Motivation - why does designing this course interest you?
Fit - how do you see this course fitting in? Is it for majors? Is it a core requirement? Is it a special topics course?
Key curricular approach - how would you teach it?
Which elements you choose depends on you, your field, and the program you're applying to. For me, if it was an established course that's part of their own major curriculum, I'd talk about motivation or curricular approaches, since it's not like I anticipate changing the learning objectives radically at the start. If I'm proposing something not in their major plan, I'd want to address fit, because it may not be obvious how I see the course contributing to their department. If it's a fairly broad course like a survey, I'd speak more to learning objectives or (again) curricular approaches, since people can approach surveys in a variety of ways.
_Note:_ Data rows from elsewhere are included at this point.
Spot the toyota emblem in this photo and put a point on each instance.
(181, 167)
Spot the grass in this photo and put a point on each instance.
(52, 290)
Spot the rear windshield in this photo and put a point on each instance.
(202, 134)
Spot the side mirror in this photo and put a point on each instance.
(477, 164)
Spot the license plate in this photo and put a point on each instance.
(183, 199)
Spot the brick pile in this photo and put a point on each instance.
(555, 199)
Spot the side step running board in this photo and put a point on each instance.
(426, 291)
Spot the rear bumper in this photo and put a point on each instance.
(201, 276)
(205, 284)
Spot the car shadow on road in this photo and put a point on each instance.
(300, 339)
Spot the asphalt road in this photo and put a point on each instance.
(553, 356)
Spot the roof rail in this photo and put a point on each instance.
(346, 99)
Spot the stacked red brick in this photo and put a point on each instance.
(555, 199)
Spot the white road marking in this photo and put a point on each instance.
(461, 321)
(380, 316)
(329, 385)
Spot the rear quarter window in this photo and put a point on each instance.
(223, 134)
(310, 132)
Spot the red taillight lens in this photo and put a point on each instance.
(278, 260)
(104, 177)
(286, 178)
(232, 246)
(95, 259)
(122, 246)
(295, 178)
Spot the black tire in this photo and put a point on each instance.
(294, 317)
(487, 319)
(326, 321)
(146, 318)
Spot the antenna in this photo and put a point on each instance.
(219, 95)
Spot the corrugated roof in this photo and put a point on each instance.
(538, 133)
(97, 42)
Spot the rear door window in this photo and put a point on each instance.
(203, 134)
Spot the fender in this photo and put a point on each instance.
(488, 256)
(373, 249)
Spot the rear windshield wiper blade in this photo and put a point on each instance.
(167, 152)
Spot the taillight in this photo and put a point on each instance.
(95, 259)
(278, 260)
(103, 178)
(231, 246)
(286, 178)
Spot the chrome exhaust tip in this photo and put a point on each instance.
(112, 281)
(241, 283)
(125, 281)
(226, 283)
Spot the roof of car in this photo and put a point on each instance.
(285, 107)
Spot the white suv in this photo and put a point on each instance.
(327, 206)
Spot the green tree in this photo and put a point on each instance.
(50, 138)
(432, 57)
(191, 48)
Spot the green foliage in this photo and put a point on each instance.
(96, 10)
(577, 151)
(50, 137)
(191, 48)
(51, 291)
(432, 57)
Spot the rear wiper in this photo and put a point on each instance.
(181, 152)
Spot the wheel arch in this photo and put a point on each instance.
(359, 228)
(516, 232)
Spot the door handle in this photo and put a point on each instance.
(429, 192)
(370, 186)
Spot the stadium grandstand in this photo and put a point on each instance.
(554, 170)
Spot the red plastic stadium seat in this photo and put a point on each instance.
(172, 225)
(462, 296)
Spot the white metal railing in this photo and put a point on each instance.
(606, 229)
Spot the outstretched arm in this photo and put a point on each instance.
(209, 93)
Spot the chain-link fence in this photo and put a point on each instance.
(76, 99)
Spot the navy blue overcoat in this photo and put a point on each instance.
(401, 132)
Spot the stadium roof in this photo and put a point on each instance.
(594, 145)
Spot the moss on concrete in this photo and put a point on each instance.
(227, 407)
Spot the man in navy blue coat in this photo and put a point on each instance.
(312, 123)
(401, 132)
In other words, I explain what I think would be either most interesting or least obvious to my audience.
Also, consider the balance of speaking to what you'd like to do and what the department needs in the next year or two. They do want to hear the former, but it may also help if they know you'd be interested in teaching a workhorse course that's always in demand. If you can communicate that you'd teach that workhorse course in an interesting way, even better.
The number of courses to describe is dependent on field. In English, I had a freshman composition course, a sophomore-level survey, and an upper-division course ready to go, and I'd talk about 1-2 of them in any given first interview, and then add examples of other courses to teach at the end of a question. I'd take about 2 minutes total with that question, and select the courses based on research.